Wednesday, June 12, 2013

New Frontiers in Irritable Bowel Syndrome


The management of irritable bowel syndrome may be not straightforward. Many different theories abound from what causes or contributes to this condition including stress, anxiety, foods that are eaten, or alcohol. In addition there are hundreds of therapies being offered from every field including probiotics, vitamins, naturopathy, homeopathy and acupuncture. It does not help the person suffering from this condition that there is not consensus or unanimous opinion amongst the medical profession as to the approach to IBS. Different clinicians may have quite different approaches to this common condition.

From the medical point of view, many different factors have been suggested as contributing to IBS. This includes visceral hypersensitivity ('oversensitive nerves in the gut'), and also increased intestinal permeability ('leaky gut') which may cause diarrhoea. The approach to IBS can be divided into diagnosis of IBS and management of IBS. From the point of view of diagnosis, IBS can often be diagnosed by the doctor taking a history and performing an examination if the story is typical.

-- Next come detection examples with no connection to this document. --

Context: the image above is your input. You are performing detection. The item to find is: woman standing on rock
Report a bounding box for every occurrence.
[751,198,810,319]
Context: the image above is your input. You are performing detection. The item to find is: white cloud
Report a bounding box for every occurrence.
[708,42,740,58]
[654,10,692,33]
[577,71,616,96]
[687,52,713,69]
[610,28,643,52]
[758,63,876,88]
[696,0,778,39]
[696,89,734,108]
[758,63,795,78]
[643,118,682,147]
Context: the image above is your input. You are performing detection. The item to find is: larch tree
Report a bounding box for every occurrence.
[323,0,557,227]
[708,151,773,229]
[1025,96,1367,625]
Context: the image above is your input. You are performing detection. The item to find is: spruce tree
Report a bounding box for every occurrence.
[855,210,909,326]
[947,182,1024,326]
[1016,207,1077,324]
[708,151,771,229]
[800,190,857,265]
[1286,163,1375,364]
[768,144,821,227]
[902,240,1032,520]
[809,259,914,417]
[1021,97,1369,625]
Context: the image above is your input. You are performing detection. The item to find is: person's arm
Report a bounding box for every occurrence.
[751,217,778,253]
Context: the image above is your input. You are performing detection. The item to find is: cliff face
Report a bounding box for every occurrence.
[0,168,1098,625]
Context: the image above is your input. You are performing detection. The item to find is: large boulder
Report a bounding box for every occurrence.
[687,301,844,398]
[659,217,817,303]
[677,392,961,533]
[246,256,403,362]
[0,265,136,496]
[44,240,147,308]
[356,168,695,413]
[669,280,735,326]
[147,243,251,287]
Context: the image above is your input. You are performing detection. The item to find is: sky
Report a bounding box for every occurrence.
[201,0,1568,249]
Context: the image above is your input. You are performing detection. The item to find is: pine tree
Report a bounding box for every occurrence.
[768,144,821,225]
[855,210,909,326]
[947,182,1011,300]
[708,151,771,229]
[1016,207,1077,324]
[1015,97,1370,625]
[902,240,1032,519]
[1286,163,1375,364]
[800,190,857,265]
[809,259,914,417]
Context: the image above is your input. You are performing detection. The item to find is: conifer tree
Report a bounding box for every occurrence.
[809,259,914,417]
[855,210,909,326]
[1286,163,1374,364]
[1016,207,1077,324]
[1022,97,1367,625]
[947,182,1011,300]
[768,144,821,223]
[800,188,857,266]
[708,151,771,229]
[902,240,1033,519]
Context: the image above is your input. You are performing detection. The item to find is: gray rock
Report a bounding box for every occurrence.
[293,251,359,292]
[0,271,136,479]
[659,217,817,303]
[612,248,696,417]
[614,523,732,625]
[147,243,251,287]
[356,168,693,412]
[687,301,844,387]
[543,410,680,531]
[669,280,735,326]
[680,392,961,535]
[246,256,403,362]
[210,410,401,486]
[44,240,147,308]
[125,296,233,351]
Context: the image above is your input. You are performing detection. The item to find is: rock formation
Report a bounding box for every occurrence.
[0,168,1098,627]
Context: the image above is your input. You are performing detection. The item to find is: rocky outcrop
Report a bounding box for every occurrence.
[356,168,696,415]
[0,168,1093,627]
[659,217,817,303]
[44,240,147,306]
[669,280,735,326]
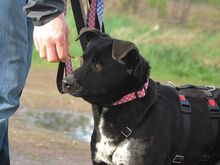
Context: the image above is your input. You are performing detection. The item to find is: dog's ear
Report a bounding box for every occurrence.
[112,40,139,66]
[76,27,107,41]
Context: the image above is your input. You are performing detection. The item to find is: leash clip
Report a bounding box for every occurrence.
[121,127,132,138]
[173,155,184,164]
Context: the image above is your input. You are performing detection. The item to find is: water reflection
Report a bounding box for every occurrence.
[25,110,93,142]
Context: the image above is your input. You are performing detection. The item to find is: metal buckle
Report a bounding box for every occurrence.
[199,155,210,162]
[121,127,132,138]
[173,155,184,164]
[207,97,220,118]
[205,85,216,92]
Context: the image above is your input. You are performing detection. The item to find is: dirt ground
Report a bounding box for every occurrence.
[9,69,91,165]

A classical story is alternating diarrhoea and constipation, associated with bloating and lower abdominal cramping. The diarrhoea tends to be low volume and does not occur at night. Alternatively there may be 'diarrhoea predominant' IBS or 'constipation predominant' IBS.

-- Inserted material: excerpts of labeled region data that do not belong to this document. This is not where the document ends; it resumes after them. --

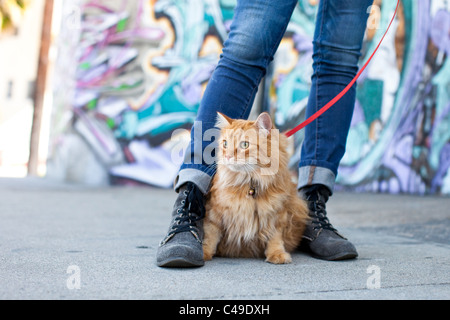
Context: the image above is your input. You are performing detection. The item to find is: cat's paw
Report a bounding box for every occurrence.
[266,251,292,264]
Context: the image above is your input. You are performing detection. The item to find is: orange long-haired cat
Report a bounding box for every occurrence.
[203,113,308,264]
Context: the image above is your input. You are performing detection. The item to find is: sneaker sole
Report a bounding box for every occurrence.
[156,257,205,268]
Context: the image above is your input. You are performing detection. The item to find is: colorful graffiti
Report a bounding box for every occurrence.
[267,0,450,194]
[51,0,450,194]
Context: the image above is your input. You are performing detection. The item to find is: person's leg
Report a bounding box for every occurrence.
[157,0,297,267]
[298,0,373,260]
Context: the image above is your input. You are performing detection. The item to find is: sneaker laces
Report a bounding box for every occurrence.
[168,183,205,237]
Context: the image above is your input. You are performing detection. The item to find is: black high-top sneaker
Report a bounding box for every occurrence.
[300,185,358,261]
[156,182,205,268]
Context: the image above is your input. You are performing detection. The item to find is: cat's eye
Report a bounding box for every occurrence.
[239,141,250,149]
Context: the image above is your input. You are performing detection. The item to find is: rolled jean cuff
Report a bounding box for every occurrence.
[174,169,212,194]
[297,166,336,193]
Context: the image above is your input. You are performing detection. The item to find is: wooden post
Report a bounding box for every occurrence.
[28,0,54,176]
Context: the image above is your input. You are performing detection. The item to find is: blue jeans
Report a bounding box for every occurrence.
[175,0,373,193]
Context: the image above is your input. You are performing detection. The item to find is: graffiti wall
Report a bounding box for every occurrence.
[51,0,450,194]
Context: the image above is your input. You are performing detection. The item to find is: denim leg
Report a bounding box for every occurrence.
[175,0,297,192]
[298,0,373,192]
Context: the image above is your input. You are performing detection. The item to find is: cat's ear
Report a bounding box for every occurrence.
[255,112,272,134]
[216,112,233,129]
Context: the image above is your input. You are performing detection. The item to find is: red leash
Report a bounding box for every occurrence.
[285,0,400,137]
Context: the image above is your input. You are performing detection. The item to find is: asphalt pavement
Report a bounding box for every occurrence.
[0,178,450,300]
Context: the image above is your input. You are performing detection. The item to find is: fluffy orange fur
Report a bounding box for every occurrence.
[203,113,307,264]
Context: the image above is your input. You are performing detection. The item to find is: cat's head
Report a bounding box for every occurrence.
[216,112,279,174]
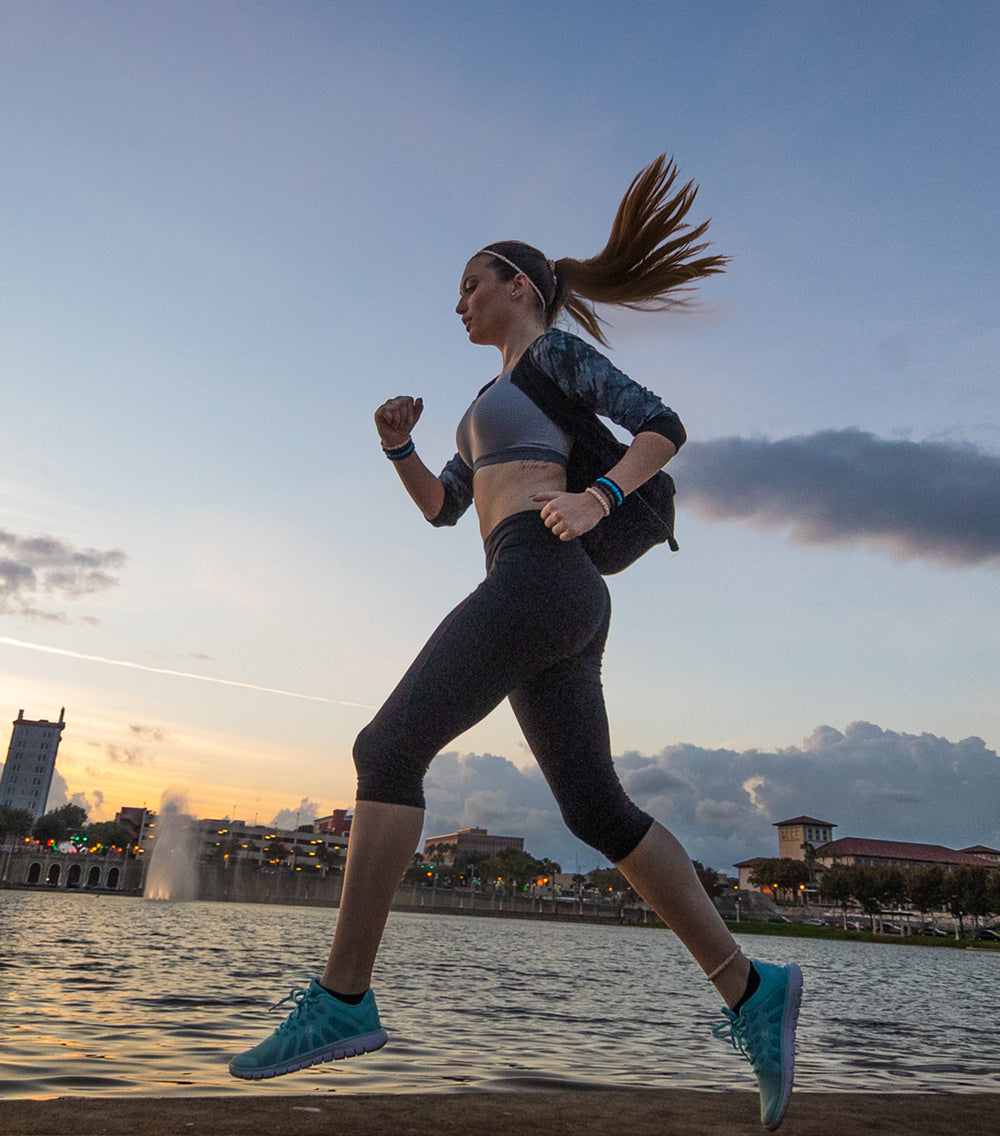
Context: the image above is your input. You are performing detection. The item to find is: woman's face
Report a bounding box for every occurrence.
[455,257,515,348]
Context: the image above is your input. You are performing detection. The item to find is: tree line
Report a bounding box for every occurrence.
[0,804,132,852]
[750,859,1000,934]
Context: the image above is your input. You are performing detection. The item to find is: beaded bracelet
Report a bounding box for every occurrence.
[382,437,416,461]
[594,477,625,509]
[583,485,611,517]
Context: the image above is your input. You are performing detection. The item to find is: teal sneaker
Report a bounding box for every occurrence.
[711,961,802,1131]
[230,978,389,1080]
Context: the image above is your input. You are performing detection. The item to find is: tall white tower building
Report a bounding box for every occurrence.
[0,707,66,819]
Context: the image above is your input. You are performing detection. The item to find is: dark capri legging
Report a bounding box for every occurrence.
[355,511,652,863]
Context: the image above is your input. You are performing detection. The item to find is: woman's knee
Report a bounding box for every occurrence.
[563,796,652,863]
[353,719,426,809]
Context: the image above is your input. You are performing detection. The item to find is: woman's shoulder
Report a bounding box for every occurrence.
[528,327,611,378]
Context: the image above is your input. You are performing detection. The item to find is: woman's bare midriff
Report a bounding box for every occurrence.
[473,461,566,540]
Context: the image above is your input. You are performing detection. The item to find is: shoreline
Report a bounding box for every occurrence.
[0,1087,1000,1136]
[0,882,1000,954]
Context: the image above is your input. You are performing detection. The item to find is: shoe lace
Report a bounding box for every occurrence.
[268,986,309,1033]
[711,1018,752,1062]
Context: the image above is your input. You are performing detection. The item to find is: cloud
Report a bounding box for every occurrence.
[270,796,323,830]
[424,722,1000,871]
[677,429,1000,567]
[128,726,174,742]
[0,529,125,623]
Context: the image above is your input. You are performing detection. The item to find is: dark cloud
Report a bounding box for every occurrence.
[677,429,1000,567]
[0,529,125,623]
[425,722,1000,871]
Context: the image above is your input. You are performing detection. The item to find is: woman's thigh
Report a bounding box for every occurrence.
[356,540,608,801]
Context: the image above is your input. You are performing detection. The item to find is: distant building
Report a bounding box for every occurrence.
[772,817,836,860]
[733,817,1000,892]
[115,805,156,851]
[0,708,66,820]
[190,818,348,874]
[958,844,1000,868]
[424,828,524,863]
[816,836,990,869]
[313,809,355,836]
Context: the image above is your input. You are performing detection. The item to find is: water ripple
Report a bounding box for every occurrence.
[0,892,1000,1096]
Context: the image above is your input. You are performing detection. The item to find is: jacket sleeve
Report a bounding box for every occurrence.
[430,453,473,528]
[530,328,688,450]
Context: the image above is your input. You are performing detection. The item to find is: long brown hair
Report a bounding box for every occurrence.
[482,153,730,345]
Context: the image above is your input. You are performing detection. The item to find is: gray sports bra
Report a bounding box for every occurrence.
[456,375,573,473]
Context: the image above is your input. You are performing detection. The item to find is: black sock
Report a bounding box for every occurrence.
[318,983,368,1005]
[733,962,760,1013]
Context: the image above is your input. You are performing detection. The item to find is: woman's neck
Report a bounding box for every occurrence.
[498,319,545,374]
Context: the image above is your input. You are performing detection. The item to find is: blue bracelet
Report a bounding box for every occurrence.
[382,437,416,461]
[594,477,625,509]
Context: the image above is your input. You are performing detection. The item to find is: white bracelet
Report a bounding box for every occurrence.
[705,946,743,982]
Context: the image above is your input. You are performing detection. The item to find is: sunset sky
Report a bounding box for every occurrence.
[0,0,1000,867]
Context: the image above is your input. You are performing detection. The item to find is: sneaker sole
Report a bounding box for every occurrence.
[764,962,802,1133]
[230,1029,389,1080]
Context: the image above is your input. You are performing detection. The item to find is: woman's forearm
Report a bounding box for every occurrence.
[607,431,677,496]
[393,453,444,520]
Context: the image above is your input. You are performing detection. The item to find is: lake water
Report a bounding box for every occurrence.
[0,892,1000,1097]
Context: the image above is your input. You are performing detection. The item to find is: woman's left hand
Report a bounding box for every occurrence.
[532,492,605,541]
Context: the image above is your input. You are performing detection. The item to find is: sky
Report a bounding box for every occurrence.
[0,0,1000,869]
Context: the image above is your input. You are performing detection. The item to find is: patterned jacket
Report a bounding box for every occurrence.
[431,327,688,527]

Your doctor may want to exclude other causes of these symptoms, especially if the story is not 'classical'. A basic panel of blood tests including full blood count, erythrocyte sedimentation rate, thyroid function tests is a reasonable start. If diarrhoea is predominant, your doctor may want to rule out other conditions such as inflammatory bowel disease, microscopic colitis, pancreatic insufficiency or small intestinal bacterial overgrowth. One investigation involves a 'colonoscopy' which is a thin tube with a camera on the end which examines the entire large bowel, however there are uncommon risks to this procedure and a colonoscopy is certainly not mandatory for all patients. Certain features that might trigger further investigations are called 'red flag' signs or symptoms and include loss of weight, diarrhoea at night, anemia (low red cell count), or elevated ESR. In addition, blood in the diarrhoea always mandates further investigation, generally with colonoscopy.

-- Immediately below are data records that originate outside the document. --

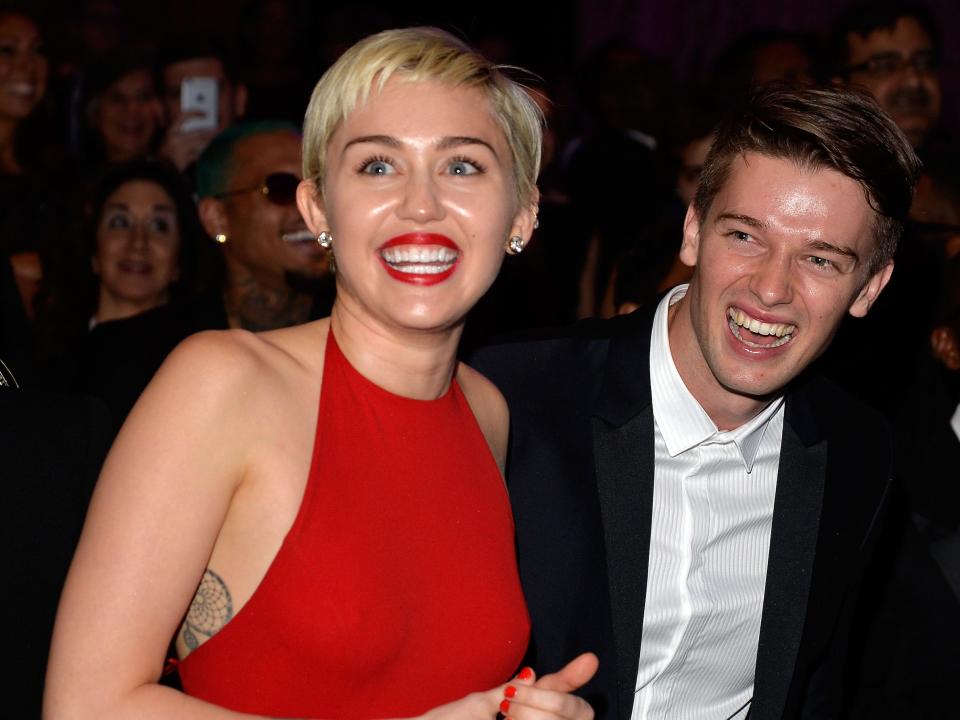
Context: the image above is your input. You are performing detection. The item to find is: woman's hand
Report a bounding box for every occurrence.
[421,653,598,720]
[499,653,600,720]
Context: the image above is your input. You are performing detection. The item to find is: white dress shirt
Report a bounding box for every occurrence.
[633,285,783,720]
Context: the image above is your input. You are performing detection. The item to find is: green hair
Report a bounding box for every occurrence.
[197,120,300,198]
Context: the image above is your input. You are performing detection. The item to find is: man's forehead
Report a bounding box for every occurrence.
[847,16,933,58]
[233,130,300,177]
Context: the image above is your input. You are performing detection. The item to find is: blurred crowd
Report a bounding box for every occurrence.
[0,0,960,717]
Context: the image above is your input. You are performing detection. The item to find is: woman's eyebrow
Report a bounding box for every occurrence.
[343,135,403,150]
[437,135,499,157]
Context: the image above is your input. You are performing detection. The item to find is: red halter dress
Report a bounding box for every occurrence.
[180,332,530,718]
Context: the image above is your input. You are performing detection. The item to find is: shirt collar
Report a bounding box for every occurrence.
[650,285,783,473]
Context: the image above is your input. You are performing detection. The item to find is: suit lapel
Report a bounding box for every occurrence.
[592,313,654,720]
[751,396,827,717]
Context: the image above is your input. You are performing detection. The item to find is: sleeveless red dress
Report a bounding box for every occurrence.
[180,332,530,718]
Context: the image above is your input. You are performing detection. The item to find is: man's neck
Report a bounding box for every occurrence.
[223,273,313,332]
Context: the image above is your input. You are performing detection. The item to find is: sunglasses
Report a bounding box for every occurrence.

The management of patients with IBS encompasses a number of different areas and can be used in a stepwise approach. This includes dietary intervention, antispasmodics, medications to affect the nerves in the gut and other therapies. Dietary interventions are a complex area with every centre having a slightly different approach. One reasonable approach is to reduce 'resistant starches' in the diet, which can worsen symptoms and to use 'non-resistant' starches such as golden linseed instead. Meal times should be regularised, soft drinks and chewing gum should be reduced or avoided. Antispasmodics can be used if abdominal cramping is a problem and include peppermint oil, buscopan or mebeverine. Amitriptylline or SSRIs can reduce visceral hypersensitivity despite being originally designed as antidepressants. If anxiety or depression is an issue, this should be addressed with your clinician. In some patients, talking therapy such as cognitive behavioural therapy with a psychologist may be of benefit.

Note that this document is a guideline and individual treatment should be discussed with your clinician.